This doesn’t look bad - three equations and three unknowns. At least until we remember, that by definition this really is equivalent to:

s1 - (s0*m + c) = k_1 * n
s2 - (s1*m + c) = k_2 * n
s3 - (s2*m + c) = k_3 * n

Six unknowns and three equations. And it’s clear that no number of equations will help us because every new equation introduces new unknown. Fortunately, there is a mathematical trick that usually comes in handy in situations like this. Namely, interesting number theory fact: if we have few random multiples of n, with large probability their gcd will be equal to n. For example:

In [944]: n = 123456789

In [945]: reduce(gcd, [randint(1, 1000000)*n, randint(1, 1000000)*n, randint(1, 1000000)*n])
Out[945]: 123456789

Why is this useful? Because if we can think of some modular operations that will give something congruent to zero, for example:

X = 0 (mod n)

Then, by definition, this is equivalent to:

X = k*n

This is only interesting if X != 0, but X = 0 (mod n). We just need to take a gcd from few such values, and we can recover n. This is a really generic method, that can often be used when modulus that we’re using is unknown.

Ok, now how can we generate something like this for above LCG? We can introduce sequence T(n) = S(n+1) - S(n):

t0 = s1 - s0
t1 = s2 - s1 = (s1*m + c) - (s0*m + c) = m*(s1 - s0) = m*t0 (mod n)
t2 = s3 - s2 = (s2*m + c) - (s1*m + c) = m*(s2 - s1) = m*t1 (mod n)
t3 = s4 - s3 = (s3*m + c) - (s2*m + c) = m*(s3 - s2) = m*t2 (mod n)

And now we can use this trick to generate our desired operation:

t2*t0 - t1*t1 = (m*m*t0 * t0) - (m*t0 * m*t0) = 0 (mod n)

Using this method we can generate few values congruent to 0, and crack LCG with mentioned “trick”. Attack in Python, again:

def crack_unknown_modulus(states):
    diffs = [s1 - s0 for s0, s1 in zip(states, states[1:])]
    zeroes = [t2*t0 - t1*t1 for t0, t1, t2 in zip(diffs, diffs[1:], diffs[2:])]
    modulus = abs(reduce(gcd, zeroes))
    return crack_unknown_multiplier(states, modulus)

print crack_unknown_modulus([2818206783446335158, 3026581076925130250,
    136214319011561377, 359019108775045580, 2386075359657550866, 1705259547463444505])

Looks like it works!

The end?

So we have just cracked LCG, without bruteforcing, with basically zero knowledge - only by observing its output.
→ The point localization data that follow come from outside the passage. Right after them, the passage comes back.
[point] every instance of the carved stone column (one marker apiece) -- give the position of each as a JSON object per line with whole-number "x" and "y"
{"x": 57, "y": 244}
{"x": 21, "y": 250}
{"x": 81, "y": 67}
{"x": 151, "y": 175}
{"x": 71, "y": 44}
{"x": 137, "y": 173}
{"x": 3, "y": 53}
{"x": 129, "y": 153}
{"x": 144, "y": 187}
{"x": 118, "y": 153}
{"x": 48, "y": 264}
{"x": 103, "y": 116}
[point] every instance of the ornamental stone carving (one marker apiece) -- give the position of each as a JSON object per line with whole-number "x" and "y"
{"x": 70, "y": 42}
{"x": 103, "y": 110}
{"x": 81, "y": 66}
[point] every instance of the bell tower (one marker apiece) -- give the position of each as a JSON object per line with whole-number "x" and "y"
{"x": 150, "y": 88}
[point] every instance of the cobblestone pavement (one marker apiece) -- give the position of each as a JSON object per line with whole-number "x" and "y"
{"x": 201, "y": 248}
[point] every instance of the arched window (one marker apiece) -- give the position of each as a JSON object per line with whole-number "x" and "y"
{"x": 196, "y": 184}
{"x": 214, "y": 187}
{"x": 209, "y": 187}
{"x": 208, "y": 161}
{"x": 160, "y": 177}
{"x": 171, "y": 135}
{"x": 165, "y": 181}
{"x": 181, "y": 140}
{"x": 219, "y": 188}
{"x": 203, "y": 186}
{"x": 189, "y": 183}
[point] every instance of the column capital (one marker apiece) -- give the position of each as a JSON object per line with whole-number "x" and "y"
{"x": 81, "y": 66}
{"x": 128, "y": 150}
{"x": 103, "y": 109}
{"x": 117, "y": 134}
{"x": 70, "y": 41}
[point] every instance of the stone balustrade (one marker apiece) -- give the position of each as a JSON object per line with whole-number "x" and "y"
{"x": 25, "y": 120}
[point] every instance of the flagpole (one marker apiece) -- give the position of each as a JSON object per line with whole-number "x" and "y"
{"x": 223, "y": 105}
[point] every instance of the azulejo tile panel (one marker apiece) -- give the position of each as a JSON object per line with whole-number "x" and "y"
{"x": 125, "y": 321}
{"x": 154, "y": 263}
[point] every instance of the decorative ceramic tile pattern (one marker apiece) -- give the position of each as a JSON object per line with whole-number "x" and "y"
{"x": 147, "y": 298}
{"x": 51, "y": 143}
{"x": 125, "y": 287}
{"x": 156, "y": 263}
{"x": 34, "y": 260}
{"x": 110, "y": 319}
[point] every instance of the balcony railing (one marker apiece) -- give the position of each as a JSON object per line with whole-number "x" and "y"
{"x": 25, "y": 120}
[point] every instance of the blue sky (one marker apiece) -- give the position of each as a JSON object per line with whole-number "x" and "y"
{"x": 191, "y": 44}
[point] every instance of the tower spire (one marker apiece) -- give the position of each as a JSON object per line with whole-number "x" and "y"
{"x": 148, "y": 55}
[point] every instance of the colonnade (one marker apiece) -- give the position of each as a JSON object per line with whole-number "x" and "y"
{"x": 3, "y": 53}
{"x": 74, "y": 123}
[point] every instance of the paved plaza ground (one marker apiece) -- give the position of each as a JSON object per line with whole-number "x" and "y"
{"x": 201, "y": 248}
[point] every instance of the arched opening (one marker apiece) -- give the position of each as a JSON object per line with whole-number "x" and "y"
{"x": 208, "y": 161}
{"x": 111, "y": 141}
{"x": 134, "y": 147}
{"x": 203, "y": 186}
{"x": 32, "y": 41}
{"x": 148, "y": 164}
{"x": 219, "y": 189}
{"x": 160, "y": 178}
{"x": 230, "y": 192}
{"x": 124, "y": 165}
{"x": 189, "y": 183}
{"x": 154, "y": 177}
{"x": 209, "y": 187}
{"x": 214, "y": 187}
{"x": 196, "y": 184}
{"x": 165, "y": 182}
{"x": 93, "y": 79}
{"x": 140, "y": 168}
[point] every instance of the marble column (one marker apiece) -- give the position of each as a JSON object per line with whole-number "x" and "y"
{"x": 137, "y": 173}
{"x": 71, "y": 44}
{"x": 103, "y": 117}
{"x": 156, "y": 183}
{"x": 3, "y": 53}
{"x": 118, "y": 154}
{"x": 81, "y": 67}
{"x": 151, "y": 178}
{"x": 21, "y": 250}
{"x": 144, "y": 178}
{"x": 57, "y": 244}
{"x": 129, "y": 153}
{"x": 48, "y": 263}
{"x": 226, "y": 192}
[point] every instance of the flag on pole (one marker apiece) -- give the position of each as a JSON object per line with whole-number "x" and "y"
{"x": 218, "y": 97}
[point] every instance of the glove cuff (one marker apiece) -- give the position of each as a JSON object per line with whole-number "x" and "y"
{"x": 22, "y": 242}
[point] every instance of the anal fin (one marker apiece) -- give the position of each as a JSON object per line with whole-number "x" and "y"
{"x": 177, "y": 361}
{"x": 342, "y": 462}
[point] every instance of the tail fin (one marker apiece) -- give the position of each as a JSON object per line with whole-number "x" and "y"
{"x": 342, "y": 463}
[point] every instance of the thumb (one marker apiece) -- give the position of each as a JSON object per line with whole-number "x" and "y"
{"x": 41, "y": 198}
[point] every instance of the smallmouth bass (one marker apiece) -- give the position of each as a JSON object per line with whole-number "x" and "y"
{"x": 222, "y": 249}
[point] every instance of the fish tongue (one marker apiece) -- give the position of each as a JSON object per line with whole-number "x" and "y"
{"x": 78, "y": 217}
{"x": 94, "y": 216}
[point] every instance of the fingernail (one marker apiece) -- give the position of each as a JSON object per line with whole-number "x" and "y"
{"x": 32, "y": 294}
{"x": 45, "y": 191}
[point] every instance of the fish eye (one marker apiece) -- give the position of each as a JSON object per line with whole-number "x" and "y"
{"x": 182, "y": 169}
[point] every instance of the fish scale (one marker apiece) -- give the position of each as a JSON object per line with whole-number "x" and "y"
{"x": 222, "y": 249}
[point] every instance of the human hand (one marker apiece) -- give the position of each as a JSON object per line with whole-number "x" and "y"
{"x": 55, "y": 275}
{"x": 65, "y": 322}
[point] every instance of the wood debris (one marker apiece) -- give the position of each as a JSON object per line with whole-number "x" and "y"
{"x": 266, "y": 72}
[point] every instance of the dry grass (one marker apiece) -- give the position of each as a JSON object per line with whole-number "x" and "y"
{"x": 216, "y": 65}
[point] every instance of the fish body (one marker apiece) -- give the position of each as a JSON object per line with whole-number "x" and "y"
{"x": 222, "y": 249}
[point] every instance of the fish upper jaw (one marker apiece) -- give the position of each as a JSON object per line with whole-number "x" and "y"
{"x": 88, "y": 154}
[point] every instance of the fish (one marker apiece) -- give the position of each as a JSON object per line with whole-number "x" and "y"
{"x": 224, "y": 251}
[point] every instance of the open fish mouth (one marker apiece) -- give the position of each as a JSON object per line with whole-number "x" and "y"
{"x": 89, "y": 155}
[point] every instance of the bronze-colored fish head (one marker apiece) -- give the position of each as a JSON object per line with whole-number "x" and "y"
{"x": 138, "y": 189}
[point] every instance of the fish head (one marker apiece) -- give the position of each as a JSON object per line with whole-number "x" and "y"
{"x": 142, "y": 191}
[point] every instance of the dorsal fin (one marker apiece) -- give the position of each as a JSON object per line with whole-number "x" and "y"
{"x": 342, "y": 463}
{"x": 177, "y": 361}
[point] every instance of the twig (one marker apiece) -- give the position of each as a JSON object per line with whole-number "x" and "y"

So can we crack every LCG in the world now? Unfortunately, no. The reason we were able to mount the attacks so easily is that all the operations are linear, and we get a complete state of LCG every time. This is basically a cryptologist’s dream.

Unfortunately, in a real world, things aren’t always that easy. Most importantly, all these attacks can be disrupted by truncating the output - for example, using 64bit integers for computation, but returning state % 2**32. This method is often used in practice (not for improved security, but because it’s improving number distribution). Alternatively, introducing nonlinear operations somewhere will complicate attacks greatly (for example xoring state with something).

Of course, this doesn’t mean that simple truncation will ruin our chances of cracking LCG - we’ll just have to use more complicated math, like all-powerful LLL Algorithm. I’ll come back to these attacks sooner or later - but this blog post is getting long anyway, and I’ve heard that nobody reads more than few pages. For now, the main takeaway from this article is:

  • If you need random numbers for anything crypto related, use secure random number generator, not just any PRNG.
  • LCG is not a secure RNG.

  1. Although CSPRNGs (Cryptographically Secure Pseudo Random Number Generators) can be used in such case ↩︎